Was sind „moderne Nomaden“, was sind „fliegende Händler“ ?

Waren früher Nomaden mit ihren Tieren unterwegs, werden heute Lastwagen als Transportmittel bevorzugt. Fliegende Händler sind von Markt zu Markt ziehende Verkäufer, die ihre Waren in verschiedenen Orten anbieten.

Im vorliegenden Fachbuch sind die „modernen Nomaden“, die im Tourismus arbeitenden Tuareg im Norden des Niger, die mit Geländewagen das Air-Gebirge und die Ténéré bereisen und europäischen oder amerikanischen Touristen ihr Land zeigen. ...

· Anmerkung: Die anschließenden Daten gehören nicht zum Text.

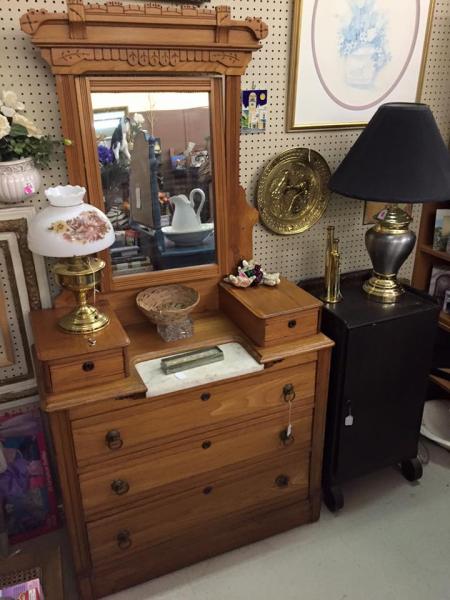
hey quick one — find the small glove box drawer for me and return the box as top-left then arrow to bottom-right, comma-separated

Bildquelle: LIT-Verlag Dr. W. Hopf

Sie greifen auf „moderne“ Mittel wie Internet, E-Mail, Satellitentelefon zurück und nehmen teilweise eine „moderne“ Lebensweise an.

Die „fliegenden Händler“ sind die Schmiede, die traditionell die Handwerker der Tuareg waren und die heute ihren Silberschmuck und andere Andenken für Touristen herstellen und diese nicht nur auf dem Markt sondern direkt „an den Mann oder die Frau“ bringen und sich an attraktiven Plätzen wie dem Wasserfall in der Nähe der Oase Timia aufhalten und teilweise nach Europa reisen, um ihre Ware den Kunden auf den verschiedenen (Afrika-) Festen im Sommer anzubieten.

Diese "modernen Nomaden" und "fliegenden Händler" sind vom Tourismus abhängig, sie leben im Niger, einem Land, das im globalen Tourismus fast keine Rolle spielt, denn überhaupt bekannt ist.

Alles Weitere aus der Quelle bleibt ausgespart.